Appellant’s theory of the case, was correctly presented to the jury in appellee’s requested instruction No. 1, given by the court which reads:

“You are instructed that by proximate cause is meant the cause which sets all others in motion, and unless plaintiff has proved to your satisfaction, by a fair preponderance of the evidence, not only that the defendant was negligent, but also that his negligence was a proximate cause of this accident, the plaintiff cannot recover and your verdict must be for the defendant. You are further instructed that the word ‘proximate’ as used in ‘proximate cause’ is intended to mean direct or immediate as opposed to ‘remote’.”

(b) It is seriously contended by appellant that it was error for the court to give appellee’s instruction No. 2 which reads as follows:

“You are instructed that the basis of this accident is negligence and you cannot infer negligence on the part of the defendant from the mere happening of an accident. The law imposes upon the plaintiff the duty of proving his or her case by the preponderance of all the evidence, and this burden rests upon the plaintiff throughout the entire trial and applies at every stage thereof, and you cannot find a verdict in favor of the plaintiff unless and until the plaintiff has proved by the preponderance of all the evidence that the defendant was guilty of negligence charged against him and that such negligence was the proximate cause of the injury complained of by the plaintiff.” (Emphasis supplied.)
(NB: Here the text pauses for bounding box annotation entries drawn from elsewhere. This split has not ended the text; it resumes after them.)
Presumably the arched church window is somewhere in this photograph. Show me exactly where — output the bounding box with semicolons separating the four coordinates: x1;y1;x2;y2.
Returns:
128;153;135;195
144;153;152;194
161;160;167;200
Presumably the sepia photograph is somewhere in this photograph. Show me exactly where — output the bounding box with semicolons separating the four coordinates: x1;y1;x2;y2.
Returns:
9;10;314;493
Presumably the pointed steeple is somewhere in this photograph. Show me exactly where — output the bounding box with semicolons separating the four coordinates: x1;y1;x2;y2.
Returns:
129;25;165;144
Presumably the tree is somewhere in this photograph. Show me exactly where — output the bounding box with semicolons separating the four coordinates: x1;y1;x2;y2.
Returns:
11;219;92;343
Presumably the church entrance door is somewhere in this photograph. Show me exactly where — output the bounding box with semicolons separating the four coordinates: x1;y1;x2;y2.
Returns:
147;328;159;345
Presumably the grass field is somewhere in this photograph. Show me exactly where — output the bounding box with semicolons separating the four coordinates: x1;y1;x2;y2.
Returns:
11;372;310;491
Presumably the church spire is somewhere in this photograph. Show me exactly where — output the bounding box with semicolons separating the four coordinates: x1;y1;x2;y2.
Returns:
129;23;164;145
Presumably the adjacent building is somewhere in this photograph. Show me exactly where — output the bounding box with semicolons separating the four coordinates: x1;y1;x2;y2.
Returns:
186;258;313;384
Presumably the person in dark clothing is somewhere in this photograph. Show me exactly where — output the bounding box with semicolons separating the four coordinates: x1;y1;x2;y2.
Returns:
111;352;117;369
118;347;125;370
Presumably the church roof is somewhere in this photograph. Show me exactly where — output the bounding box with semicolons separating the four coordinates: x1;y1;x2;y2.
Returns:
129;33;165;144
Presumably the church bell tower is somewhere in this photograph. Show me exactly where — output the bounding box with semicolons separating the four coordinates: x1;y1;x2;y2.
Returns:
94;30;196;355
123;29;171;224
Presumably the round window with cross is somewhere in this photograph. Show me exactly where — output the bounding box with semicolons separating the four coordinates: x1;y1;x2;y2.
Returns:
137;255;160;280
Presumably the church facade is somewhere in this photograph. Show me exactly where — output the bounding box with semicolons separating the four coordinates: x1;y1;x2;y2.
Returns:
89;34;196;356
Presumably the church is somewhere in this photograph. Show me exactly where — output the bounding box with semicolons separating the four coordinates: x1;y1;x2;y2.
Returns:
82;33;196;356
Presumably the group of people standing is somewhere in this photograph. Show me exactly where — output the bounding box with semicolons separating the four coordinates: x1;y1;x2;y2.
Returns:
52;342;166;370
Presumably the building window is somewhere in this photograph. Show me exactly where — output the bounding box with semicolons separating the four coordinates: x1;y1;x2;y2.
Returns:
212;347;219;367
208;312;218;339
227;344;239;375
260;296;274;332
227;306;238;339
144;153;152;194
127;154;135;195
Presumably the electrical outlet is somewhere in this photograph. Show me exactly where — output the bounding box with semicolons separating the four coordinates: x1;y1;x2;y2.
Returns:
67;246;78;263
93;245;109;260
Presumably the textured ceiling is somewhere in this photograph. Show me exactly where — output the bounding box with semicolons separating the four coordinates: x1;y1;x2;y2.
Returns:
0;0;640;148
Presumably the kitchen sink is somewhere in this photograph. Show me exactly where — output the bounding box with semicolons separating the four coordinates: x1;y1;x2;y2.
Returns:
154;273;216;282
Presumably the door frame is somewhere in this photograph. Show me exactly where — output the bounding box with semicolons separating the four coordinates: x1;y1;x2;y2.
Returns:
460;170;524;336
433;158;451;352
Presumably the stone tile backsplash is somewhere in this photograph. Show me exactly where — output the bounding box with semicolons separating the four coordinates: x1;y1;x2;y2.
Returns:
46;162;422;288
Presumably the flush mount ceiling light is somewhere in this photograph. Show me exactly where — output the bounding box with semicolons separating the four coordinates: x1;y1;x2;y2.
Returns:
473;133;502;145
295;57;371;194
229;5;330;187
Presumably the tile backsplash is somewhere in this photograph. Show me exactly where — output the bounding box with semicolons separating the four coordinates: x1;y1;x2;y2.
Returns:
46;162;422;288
The essence of appellant’s contention is that the word “the” which is underlined in the above instruction makes the instruction erroneous under the holding in the case of Lydon v. Dean, 222 Ark. 367, 260 S. W. 2d 465, but we do not agree because there is a material and substantial difference between the two cases. In the Lydon ease where it was held error for the court, in a similar instruction, to substitute the word “the” for the letter “a,” the decision is based on the fact that without the correct instruction containing the letter “a” there was no other instruction which presented plaintiff’s theory of the case based on the concurring negligence of the two parties. Such is not the situation here, for, as has already been pointed out, there were other instructions which properly presented appellant’s action for damages against appellee based on the concurring negligence of both appellee and Mrs. Burnett. Because of the nature of the holding in the Lydon case, it may be susceptible to the criticism of being technical and there is no reason here to extend it beyond the limits therein specified.
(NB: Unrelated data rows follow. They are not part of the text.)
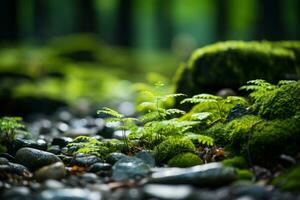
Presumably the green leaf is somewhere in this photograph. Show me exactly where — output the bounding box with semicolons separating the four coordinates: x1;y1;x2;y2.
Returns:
97;107;124;118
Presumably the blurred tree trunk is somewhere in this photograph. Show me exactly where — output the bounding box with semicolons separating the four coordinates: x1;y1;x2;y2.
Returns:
0;0;18;41
155;0;174;49
257;0;286;40
78;0;97;33
116;0;132;47
215;0;228;40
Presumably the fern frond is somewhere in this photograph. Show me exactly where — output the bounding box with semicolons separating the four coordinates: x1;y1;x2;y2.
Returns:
191;112;212;121
97;107;124;118
185;132;215;146
165;108;185;115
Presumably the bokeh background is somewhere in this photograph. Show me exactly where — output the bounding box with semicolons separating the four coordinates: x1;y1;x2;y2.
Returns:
0;0;300;115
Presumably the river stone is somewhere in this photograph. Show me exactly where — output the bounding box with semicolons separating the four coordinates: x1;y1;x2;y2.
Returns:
34;162;67;181
8;138;47;155
135;151;155;167
88;162;111;173
149;163;237;187
106;152;128;165
70;155;102;167
143;184;195;200
112;157;150;181
37;188;102;200
16;147;61;171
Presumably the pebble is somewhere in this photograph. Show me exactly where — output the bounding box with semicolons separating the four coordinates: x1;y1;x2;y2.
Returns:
134;151;155;167
8;138;47;155
34;162;67;181
106;152;129;165
143;184;194;200
16;147;61;171
70;155;103;167
149;163;237;187
88;162;112;174
37;188;102;200
51;137;73;148
112;157;150;181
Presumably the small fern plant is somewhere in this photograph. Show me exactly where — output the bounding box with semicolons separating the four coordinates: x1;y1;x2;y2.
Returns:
97;107;138;151
240;79;295;101
0;117;25;145
181;94;248;123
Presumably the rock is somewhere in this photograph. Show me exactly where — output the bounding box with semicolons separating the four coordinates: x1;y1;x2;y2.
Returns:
112;157;150;181
80;173;100;183
175;41;300;102
149;163;237;187
8;138;47;155
231;185;271;200
0;157;9;165
34;162;67;182
51;137;73;148
134;151;155;167
106;152;128;165
37;188;102;200
0;186;32;200
47;145;61;155
44;179;64;189
143;184;196;200
16;147;61;171
88;162;112;174
70;155;103;167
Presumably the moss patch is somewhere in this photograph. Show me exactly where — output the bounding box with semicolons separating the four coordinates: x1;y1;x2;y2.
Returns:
168;153;203;167
154;137;195;163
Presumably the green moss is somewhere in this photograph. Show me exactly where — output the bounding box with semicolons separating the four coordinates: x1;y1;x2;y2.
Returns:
273;166;300;192
168;153;203;167
253;81;300;119
222;156;248;169
237;169;254;180
247;116;300;166
176;41;300;95
154;137;195;163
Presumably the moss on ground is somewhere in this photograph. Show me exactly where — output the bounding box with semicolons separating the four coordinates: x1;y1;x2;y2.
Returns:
273;166;300;192
168;152;203;167
154;137;195;163
175;41;300;95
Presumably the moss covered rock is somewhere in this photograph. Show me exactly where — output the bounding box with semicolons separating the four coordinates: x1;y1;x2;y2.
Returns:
273;166;300;192
175;41;300;98
247;116;300;166
154;137;195;163
253;81;300;119
168;152;203;167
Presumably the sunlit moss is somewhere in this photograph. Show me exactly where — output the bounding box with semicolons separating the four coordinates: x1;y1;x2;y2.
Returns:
168;153;203;167
154;137;195;163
(c) Finally, it is insisted that the court erred in giving appellee’s requested instructions No. 8 and No. 16. Said instruction No. 8 contained the same alleged vice as set forth in instruction No. 2 quoted above and must be rejected for the reasons already stated. Moreover, the error here complained of was invited by appellant’s requested instruction No. 2, which was given by the court and which reads as follows:

“If you find, from a preponderance of the evidence, that the defendant, Wesley Floyd Sissell, at the time of the collision complained of, was guilty of negligence as defined in these instructions and that such negligence, if any, was the proximate cause of the collision and injuries to the plaintiff, Mrs. Gantt, if any, then and in that event you are told that the defendant would be liable and you should find for the plaintiff, Mrs. Gantt.”

The court committed no error in giving appellee’s instruction No. 16 which also contains the words “the proximate cause” because by this instruction the jury was correctly told that it might find that appellee was not guilty of any negligence and that Mrs. Burnett’s negligence was the proximate cause of the collision. This instruction correctly submitted appellee’s theory of the case, and there is no contention that it was not justified by the testimony when taken together with all the other instructions.

For the reasons above stated the judgment of the lower court is affirmed.